Гостей встречала у крыльца шустрая горничная Настя.
А там, у школы, зеваки все еще ожидали обеда с угощением. И хоть бы хны, хоть бы по стакашку! Зеваки брюзжали.
Филька Шкворень, после отъезда Прохора, сразу соскочил с зарубки. Половину «зажатого» самородка он тайно продал Наденьке, половину Иннокентию Филатычу. На нем красного атласа рубаха, желтые шелковые штанищи, лакированные сапоги, на голове три шляпы, вложенные одна в другую: соломенная, серая и плюшевая черная. Под глазами фонари: побольше, с прозеленью — синий и поменьше — кровяной.
— Громовы! Князья, цари! — шумел он. — Вам для народа водки жаль? Эй, мелюзга, людишки-комаришки, айда за мной!
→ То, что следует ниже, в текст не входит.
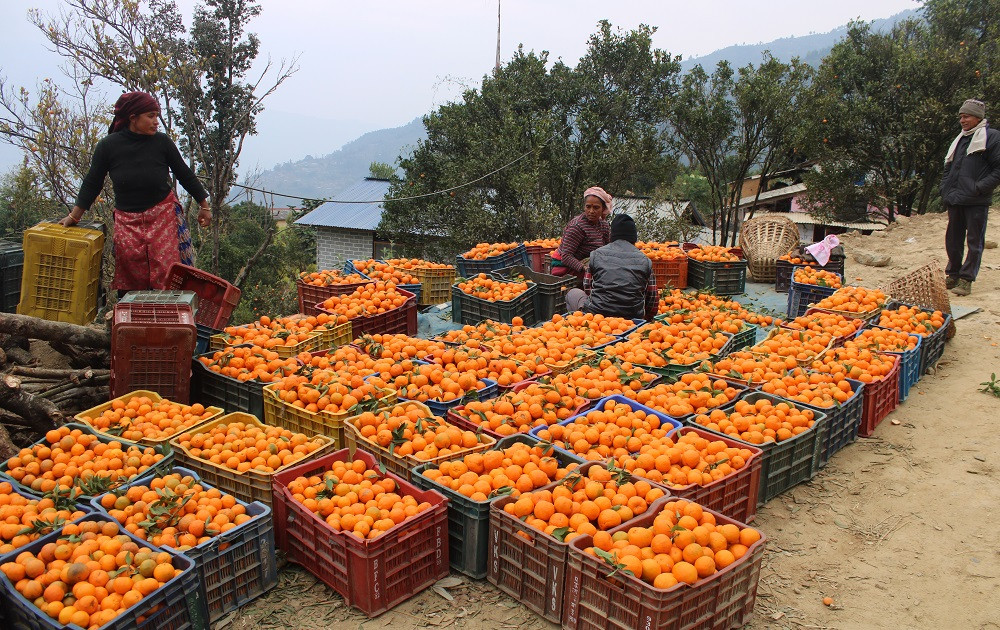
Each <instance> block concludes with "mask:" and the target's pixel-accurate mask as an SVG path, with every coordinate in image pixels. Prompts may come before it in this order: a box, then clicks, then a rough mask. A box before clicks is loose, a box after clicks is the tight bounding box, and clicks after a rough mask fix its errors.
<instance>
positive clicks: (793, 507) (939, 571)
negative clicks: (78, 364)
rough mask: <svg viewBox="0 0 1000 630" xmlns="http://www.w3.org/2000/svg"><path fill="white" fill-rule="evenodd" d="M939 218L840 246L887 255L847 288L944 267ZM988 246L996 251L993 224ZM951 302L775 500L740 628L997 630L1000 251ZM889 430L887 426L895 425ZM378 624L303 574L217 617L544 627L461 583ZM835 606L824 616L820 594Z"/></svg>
mask: <svg viewBox="0 0 1000 630" xmlns="http://www.w3.org/2000/svg"><path fill="white" fill-rule="evenodd" d="M944 229H945V218H944V217H943V216H941V215H933V216H925V217H917V218H914V219H911V220H907V221H905V222H904V223H902V224H901V225H899V226H897V227H894V228H893V229H892V230H889V231H888V232H886V233H884V234H881V235H876V236H870V237H860V236H846V237H845V238H844V239H843V240H844V243H845V246H846V248H847V250H848V252H849V253H850V252H851V251H856V250H861V249H864V250H868V251H877V252H882V253H888V254H890V255H891V256H892V258H893V262H892V264H891V265H890V266H888V267H885V268H878V269H877V268H872V267H863V266H861V265H858V264H856V263H853V261H852V260H850V259H849V261H848V274H847V275H848V279H849V280H855V279H856V280H857V281H858V282H859V283H862V284H865V285H868V286H877V285H879V284H881V283H883V282H887V281H888V280H890V279H891V278H893V277H896V276H899V275H901V274H904V273H905V272H906V271H907V270H909V269H913V268H916V267H919V266H922V265H924V264H926V263H927V262H928V260H929V259H930V257H932V256H937V257H939V258H940V259H942V260H943V257H944V251H943V247H944ZM987 238H988V239H990V240H993V241H997V240H1000V226H998V225H997V222H996V221H994V222H993V224H992V225H991V226H990V228H989V231H988V236H987ZM953 303H956V304H962V305H968V306H971V305H975V306H979V307H980V308H981V310H980V311H979V312H978V313H975V314H973V315H970V316H968V317H966V318H964V319H962V320H960V321H959V322H958V334H957V335H956V337H955V338H954V339H953V340H952V341H951V342H950V343H949V344H948V345H947V346H946V348H945V353H944V357H943V358H942V360H941V362H940V363H939V364H938V369H937V371H936V373H934V374H932V375H926V376H924V377H923V378H922V379H921V380H920V382H919V383H918V384H917V385H916V386H915V388H914V389H913V390H912V391H911V394H910V398H909V399H908V400H907V401H906V402H905V403H904V404H903V405H901V406H900V407H899V408H898V409H897V410H896V411H894V412H893V413H892V414H891V415H890V416H889V418H888V419H887V420H886V421H885V422H884V423H883V424H882V425H881V426H879V428H878V429H877V430H876V432H875V435H874V437H872V438H868V439H861V440H859V441H858V442H857V443H855V444H852V445H850V446H849V447H847V448H846V449H844V450H843V451H841V452H840V453H838V454H837V455H835V456H834V457H833V459H832V460H831V462H830V463H829V465H828V466H827V467H826V468H825V469H823V470H822V471H821V472H820V474H819V475H818V476H817V477H816V478H815V479H814V480H813V481H812V482H811V483H808V484H805V485H801V486H799V487H797V488H795V489H793V490H791V491H789V492H787V493H785V494H784V495H782V496H780V497H778V498H777V499H775V500H773V501H771V502H770V503H768V504H767V505H766V506H764V507H763V509H762V510H761V511H760V513H759V515H758V518H757V521H756V522H755V526H756V527H759V528H760V529H762V530H763V531H764V532H766V534H767V535H768V536H769V538H770V542H769V545H768V552H767V555H766V557H765V563H764V570H763V572H762V575H761V582H760V589H759V592H758V599H757V608H756V610H755V614H754V618H753V619H752V620H751V622H750V624H749V627H750V628H754V629H763V628H788V629H790V630H796V629H799V628H813V629H815V628H838V629H839V628H891V629H900V628H1000V618H998V616H997V614H996V612H997V610H998V607H1000V606H998V603H997V597H998V595H997V594H998V593H1000V543H998V539H997V535H996V525H995V524H994V523H993V520H994V519H996V518H997V516H998V506H1000V475H998V473H997V466H998V464H1000V433H998V432H997V431H996V430H995V420H996V418H997V417H998V411H1000V399H997V398H994V397H992V396H989V395H987V394H984V393H980V392H979V391H977V390H978V389H979V383H981V382H982V381H984V380H988V379H989V376H990V373H991V372H998V373H1000V345H998V344H1000V250H997V249H992V250H987V252H986V255H985V257H984V264H983V269H982V271H981V273H980V278H979V281H978V282H976V283H975V285H974V292H973V294H972V295H971V296H969V297H966V298H954V299H953ZM890 421H892V422H890ZM446 592H447V594H448V596H449V597H451V598H452V599H451V600H449V599H446V598H445V597H443V596H442V595H441V594H439V593H437V592H435V591H434V590H428V591H426V592H424V593H422V594H421V595H419V596H418V597H415V598H413V599H412V600H410V601H408V602H406V603H404V604H402V605H400V606H398V607H396V608H395V609H393V610H392V611H390V612H388V613H386V614H384V615H382V616H381V617H378V618H376V619H374V620H369V619H367V618H366V617H365V616H364V615H362V614H360V613H358V612H357V611H354V610H351V609H349V608H347V607H345V606H344V604H343V600H342V599H341V598H340V597H339V596H337V595H336V594H335V593H333V592H332V591H330V590H329V589H327V588H326V587H324V586H323V585H322V584H318V583H317V582H316V581H315V579H314V578H313V577H312V576H311V575H309V574H308V573H306V572H305V571H303V570H301V569H299V568H294V567H293V568H287V569H285V570H284V571H283V572H282V573H281V583H280V585H279V588H278V589H275V590H274V591H272V592H271V593H270V594H268V595H267V596H266V597H264V598H262V599H260V600H257V601H256V602H254V603H253V604H251V605H249V606H247V607H245V608H244V609H243V610H241V611H239V612H237V613H235V614H234V615H233V616H232V617H230V618H228V619H226V620H225V621H224V625H220V627H227V628H231V629H234V630H243V629H247V630H249V629H254V628H303V629H306V628H358V629H373V628H382V627H391V628H401V629H409V628H491V629H494V630H498V629H502V628H525V629H532V628H555V627H556V626H554V625H552V624H549V623H547V622H545V621H543V620H542V619H540V618H539V617H537V616H536V615H534V614H533V613H530V612H527V611H526V610H524V609H523V608H521V607H520V605H519V604H518V603H517V602H515V601H513V600H511V599H509V598H507V597H505V596H503V595H501V594H500V593H499V592H497V591H496V590H495V589H493V588H492V587H491V586H490V585H489V583H488V582H485V581H482V582H474V581H471V580H468V579H467V578H462V579H461V581H460V584H459V585H458V586H454V587H451V588H449V589H447V591H446ZM827 596H829V597H832V598H833V599H834V604H833V605H832V606H829V607H827V606H824V605H823V603H822V600H823V598H824V597H827Z"/></svg>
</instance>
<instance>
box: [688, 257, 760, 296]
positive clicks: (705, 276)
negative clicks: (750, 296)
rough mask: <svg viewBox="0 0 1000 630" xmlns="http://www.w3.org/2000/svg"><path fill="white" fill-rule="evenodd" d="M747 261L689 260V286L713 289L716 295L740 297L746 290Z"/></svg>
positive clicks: (688, 263) (712, 289) (688, 272)
mask: <svg viewBox="0 0 1000 630" xmlns="http://www.w3.org/2000/svg"><path fill="white" fill-rule="evenodd" d="M746 282H747V261H745V260H740V261H736V262H709V261H702V260H694V259H691V260H688V286H689V287H691V288H694V289H711V290H712V291H714V292H715V294H716V295H739V294H741V293H743V292H744V291H745V290H746Z"/></svg>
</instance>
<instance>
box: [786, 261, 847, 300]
mask: <svg viewBox="0 0 1000 630" xmlns="http://www.w3.org/2000/svg"><path fill="white" fill-rule="evenodd" d="M802 266H804V265H802V264H799V265H793V264H792V262H791V261H789V260H780V259H779V260H778V261H776V262H775V263H774V290H775V291H777V292H778V293H788V289H789V287H790V286H791V282H792V267H802ZM809 266H810V267H813V268H815V269H823V270H825V271H832V272H834V273H839V274H840V275H841V277H843V275H844V257H843V256H833V257H831V258H830V261H829V262H828V263H826V266H820V265H809Z"/></svg>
Он волочил по пыльной дороге десятисаженную веревку, на нее нанизано множество мерзавчиков, соток, сороковок казенного вина.
— Три ведра, как одна копейка. Айда за мной в прохладно место! Закусок сюда, сыру сюда, окороков! Я люблю людишек…
Гремучее чудище, играя на солнце стеклянной чешуей, брекочет и вьется, как невиданный дракон. Толпа взрослых и ребят со льстивым хохотком и прибаутками весело шагает в ногу с загулявшим Филькой Шкворнем.
— Кровососы! — потрясает каторжник кулаками, и его белые лайковые перчатки трещат по швам. — Чьим хребетом они денежки-то зашибают? Нашим. Так или не так, шпана?
— Так, Филипп Самсоныч, правильно, — сглатывая слюни, гнусит толпа.
— Врешь, Громов! — грозится забулдыга. — Думаешь, мне денег жаль? Я жизнь свою не жалею, а деньги — тьфу! — Он сорвал с себя золотые новые часы, грохнул их оземь и с яростью раздробил ударом каблука. — На, на…
Толпа ахнула, пала в пыль и возле часов — в драку.
— Стой, дурачки! Да оторвись: моя башка с плеч! Все наше будет, все… — орал Филька Шкворень.
12
Иннокентий Филатыч через всю Сибирь, экономии ради, ехал в третьем классе и целую неделю пил горькую с земляком кожевенником. Прохор же пьянствовал с соседом по купе, московским купцом Скоробогатовым. Купца в Москве вывели под ручки два его приказчика и усадили в фаэтон, а Прохор пригласил в свое двухместное купе Иннокентия Филатыча. От непробудного пьянства старик опух и перестал узнавать людей. Даже так: все незнакомые люди казались ему близкими друзьями. Такое помрачение ума впервые обнаружилось в Перми. Выпил в буфете, вошел в вагон:
— Ба! Василь Иваныч!.. Вася! Милай… — и бросился с объятиями к зобастой попадье, ехавшей на операцию в Москву.